Alguns amores parecem droga pesada. Você não abandona, mesmo quando passa a ser destrutivo. Você tem certeza de que, sendo leal, corajosa e obstinada, as coisas voltarão a ser como no início. Quando eram extraordinárias. Seu lado racional sabe que tudo acabou, mas suas entranhas é que comandam, elas dizem que você deve persistir nesse amor. No meu caso, eram sempre caras como eu. Que queriam preencher um vazio, um abismo, que acreditavam naquilo de corpo e alma.
Se um cara, depois de três semanas, me fala “desculpa, mas não posso te encontrar, estou com muito trabalho” — não existe nenhuma chance de que um dia nossa relação seja tóxica. Só é tóxica quando duas pessoas desnorteadas se encontram. Estou falando porque sei muito bem como é. Tem tantos jeitos de ficar com um cara que acaba com você, histórias não faltam. No meu caso, o problema é o desejo de intensidade. Os caras que melhor me comem são sempre os que mais me machucam. Sou atraída pelo perigo. Se eu não me sinto de alguma forma ameaçada, logo me entedio e começo a sair com outro. Dentro dessa dinâmica, tem uma hora que a máquina de lapidar diamantes se quebra com a brutalidade. Tudo o que sobra é feio. E você se sente incapaz de ir embora pois não quer admitir que se enganou. Mais uma vez. Se você sair dessa história, vai reconhecer as coisas como elas são. Uma sucessão de cenas patéticas com um babaca que ameaça te jogar pela janela cada vez que você fala com outra pessoa.

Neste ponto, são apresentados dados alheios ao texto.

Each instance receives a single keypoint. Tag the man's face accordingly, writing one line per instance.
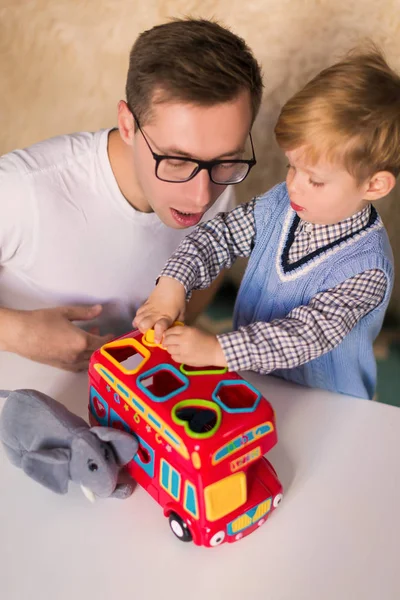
(199, 132)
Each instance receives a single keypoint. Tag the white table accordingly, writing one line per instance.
(335, 536)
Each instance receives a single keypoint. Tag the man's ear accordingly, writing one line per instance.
(380, 184)
(126, 123)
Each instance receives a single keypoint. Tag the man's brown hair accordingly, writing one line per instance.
(349, 114)
(193, 61)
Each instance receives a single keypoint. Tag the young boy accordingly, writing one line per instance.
(320, 272)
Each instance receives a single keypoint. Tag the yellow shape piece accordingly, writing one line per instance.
(225, 496)
(196, 460)
(126, 343)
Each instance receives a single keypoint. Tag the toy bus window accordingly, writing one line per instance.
(236, 397)
(127, 354)
(210, 370)
(190, 500)
(225, 496)
(170, 479)
(162, 382)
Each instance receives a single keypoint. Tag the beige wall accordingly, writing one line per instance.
(63, 63)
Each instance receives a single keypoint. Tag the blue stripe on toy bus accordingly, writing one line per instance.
(107, 375)
(167, 433)
(175, 480)
(153, 420)
(138, 405)
(190, 500)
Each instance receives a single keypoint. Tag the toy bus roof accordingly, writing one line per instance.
(186, 404)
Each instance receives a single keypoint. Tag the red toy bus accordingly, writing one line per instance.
(202, 437)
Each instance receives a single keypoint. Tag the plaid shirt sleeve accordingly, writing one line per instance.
(211, 247)
(308, 331)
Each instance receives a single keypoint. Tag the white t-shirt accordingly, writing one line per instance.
(68, 236)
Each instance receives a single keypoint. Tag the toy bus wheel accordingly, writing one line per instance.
(179, 528)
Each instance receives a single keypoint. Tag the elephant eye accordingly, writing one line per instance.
(92, 465)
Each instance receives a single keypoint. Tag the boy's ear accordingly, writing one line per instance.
(380, 185)
(126, 123)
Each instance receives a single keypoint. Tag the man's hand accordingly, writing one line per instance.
(48, 336)
(193, 347)
(165, 305)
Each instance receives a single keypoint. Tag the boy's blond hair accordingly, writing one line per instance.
(348, 114)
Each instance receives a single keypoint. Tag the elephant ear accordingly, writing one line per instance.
(123, 444)
(48, 467)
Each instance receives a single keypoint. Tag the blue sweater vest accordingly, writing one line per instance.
(272, 287)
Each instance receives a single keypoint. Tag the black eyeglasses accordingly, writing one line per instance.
(175, 169)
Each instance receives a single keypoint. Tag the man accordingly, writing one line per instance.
(88, 220)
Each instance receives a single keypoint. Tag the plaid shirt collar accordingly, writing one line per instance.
(326, 234)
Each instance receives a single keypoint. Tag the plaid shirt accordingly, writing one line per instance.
(307, 331)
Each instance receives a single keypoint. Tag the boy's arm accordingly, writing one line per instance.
(211, 247)
(307, 331)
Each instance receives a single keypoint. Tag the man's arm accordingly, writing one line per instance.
(49, 336)
(308, 331)
(211, 247)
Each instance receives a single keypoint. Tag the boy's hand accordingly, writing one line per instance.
(48, 336)
(193, 347)
(165, 305)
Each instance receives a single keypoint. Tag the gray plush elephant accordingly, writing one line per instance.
(53, 446)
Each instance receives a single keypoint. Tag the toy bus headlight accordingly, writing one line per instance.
(217, 538)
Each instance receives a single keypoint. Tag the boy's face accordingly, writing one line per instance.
(322, 193)
(199, 132)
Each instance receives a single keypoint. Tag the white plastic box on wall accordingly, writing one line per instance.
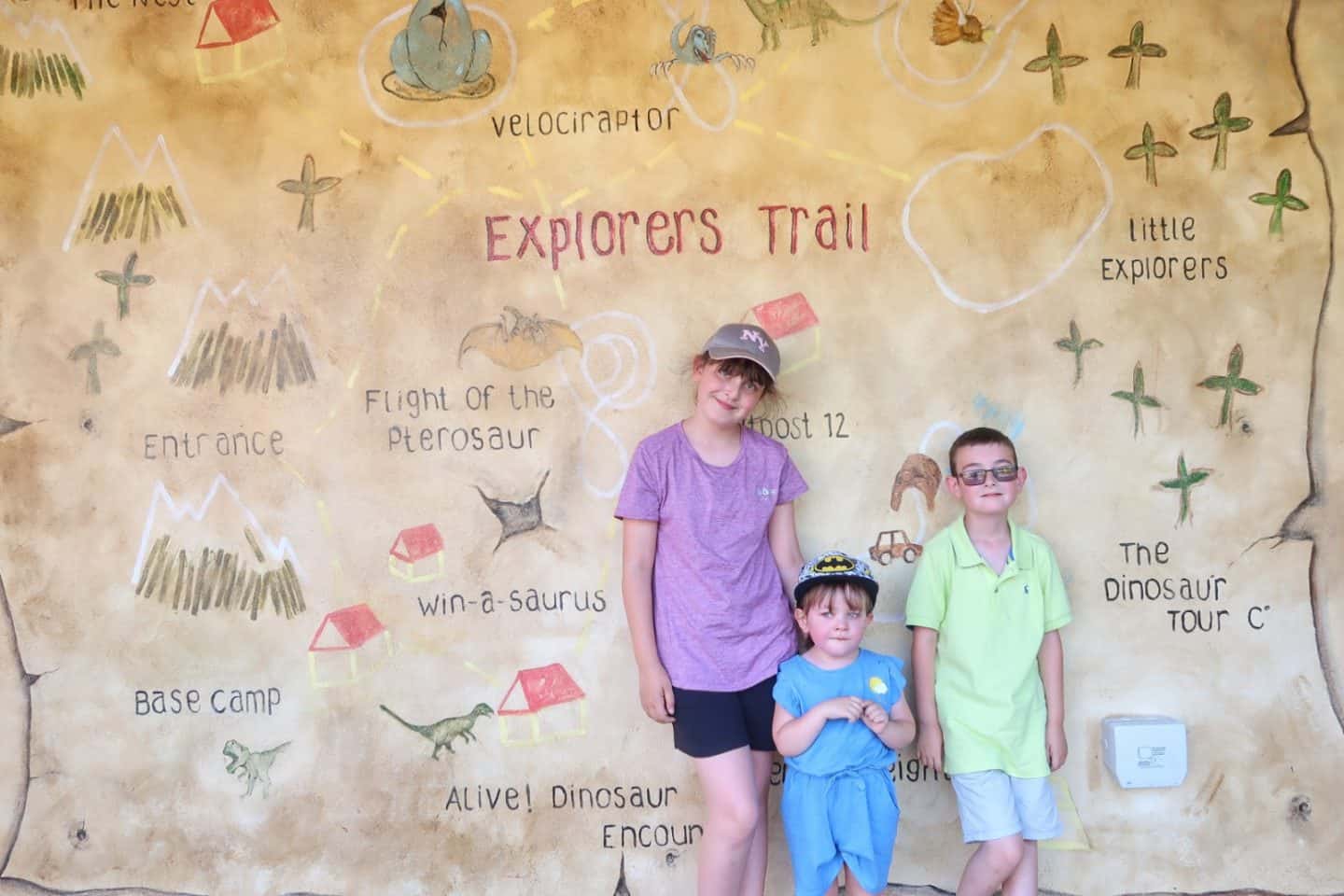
(1144, 751)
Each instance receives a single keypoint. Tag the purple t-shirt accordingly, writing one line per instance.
(720, 611)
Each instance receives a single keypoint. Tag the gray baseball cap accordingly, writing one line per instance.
(748, 342)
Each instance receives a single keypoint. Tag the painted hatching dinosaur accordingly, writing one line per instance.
(252, 766)
(797, 14)
(696, 49)
(441, 733)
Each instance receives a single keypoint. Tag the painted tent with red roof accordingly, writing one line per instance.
(238, 38)
(787, 320)
(542, 704)
(348, 642)
(417, 555)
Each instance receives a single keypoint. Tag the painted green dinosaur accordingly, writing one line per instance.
(799, 14)
(441, 733)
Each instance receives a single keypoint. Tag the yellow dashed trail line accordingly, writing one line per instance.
(397, 241)
(363, 146)
(415, 170)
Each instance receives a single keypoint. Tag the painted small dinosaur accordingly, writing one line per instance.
(797, 14)
(441, 733)
(252, 766)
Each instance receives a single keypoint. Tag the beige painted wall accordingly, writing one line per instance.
(992, 219)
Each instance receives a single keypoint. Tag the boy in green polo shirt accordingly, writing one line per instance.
(986, 606)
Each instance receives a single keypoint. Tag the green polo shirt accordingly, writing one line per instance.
(991, 700)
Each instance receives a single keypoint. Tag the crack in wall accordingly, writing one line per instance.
(1305, 523)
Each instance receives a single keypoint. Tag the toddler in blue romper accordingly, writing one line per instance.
(840, 716)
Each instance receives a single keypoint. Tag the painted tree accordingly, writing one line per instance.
(1222, 125)
(124, 280)
(1077, 344)
(1054, 63)
(1135, 51)
(1184, 481)
(1231, 383)
(1280, 199)
(308, 186)
(1148, 149)
(89, 352)
(1137, 398)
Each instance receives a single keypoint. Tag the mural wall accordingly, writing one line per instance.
(327, 330)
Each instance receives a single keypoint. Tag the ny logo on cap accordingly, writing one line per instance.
(751, 336)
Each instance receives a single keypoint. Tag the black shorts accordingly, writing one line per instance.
(714, 721)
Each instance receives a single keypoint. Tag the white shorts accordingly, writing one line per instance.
(993, 804)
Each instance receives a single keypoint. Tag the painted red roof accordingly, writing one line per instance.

É uma questão de educação. Quando eu era pequena, ouvi tantas vezes que morrer por amor era a coisa mais bonita do mundo! Não havia destino mais trágico para uma mulher. Exceto ser uma mãe muito sofredora. Na maternidade, a única coisa reverenciada é a infelicidade. Nunca o florescimento. E, no amor, a morte trágica. Se você gosta de sexo com homem, precisa estar pronta para morrer.
Suportamos bem a ideia de que as mulheres sejam mortas pelos homens, simplesmente por serem mulheres. A menos que elas sejam garotinhas ou senhoras idosas. Ou seja, suportamos bem a ideia de que uma mulher seja vítima de um homem desde que esteja na idade de ter uma sexualidade ativa. Mesmo se ela for casada, mesmo se ela for mãe, mesmo se ela for freira — desde a puberdade até os setenta e cinco anos —, ela é uma vítima aceitável. E acho que isso se deve ao fato de ela ter potencial sexual. A sociedade consegue compreender o assassino. É claro, ela também o condena. Mas, antes de tudo, ela o compreende. É algo mais forte do que ele. Não importa que seja sua esposa ou uma desconhecida.
Imagine que em vez de mulheres mortas pelos homens, fossem empregados sendo mortos por seus patrões. A opinião pública seria mais rígida. A cada dois dias, a notícia de um patrão que matou seu funcionário. Diríamos que isso é inaceitável. Que deveríamos poder ir trabalhar sem o risco de sermos estrangulados, espancados ou baleados. Se a cada dois dias um funcionário matasse um patrão, seria um escândalo nacional. Imagine as manchetes: o patrão havia registrado três queixas e conseguido uma ordem de restrição, mas o empregado o esperou na frente de casa e o matou à queima-roupa. É só fazendo essa transposição que você entende a que ponto o feminicídio é bem tolerado. Os homens podem te matar. Isso faz parte do nosso imaginário. Todo mundo sabe disso. É como se te pedissem para brincar de roleta russa. Minha intenção nunca foi morrer, mas eu gostava de drogas pesadas, de homens violentos e de intensidade. Me repreenderam muito mais pelas drogas pesadas do que pelos homens.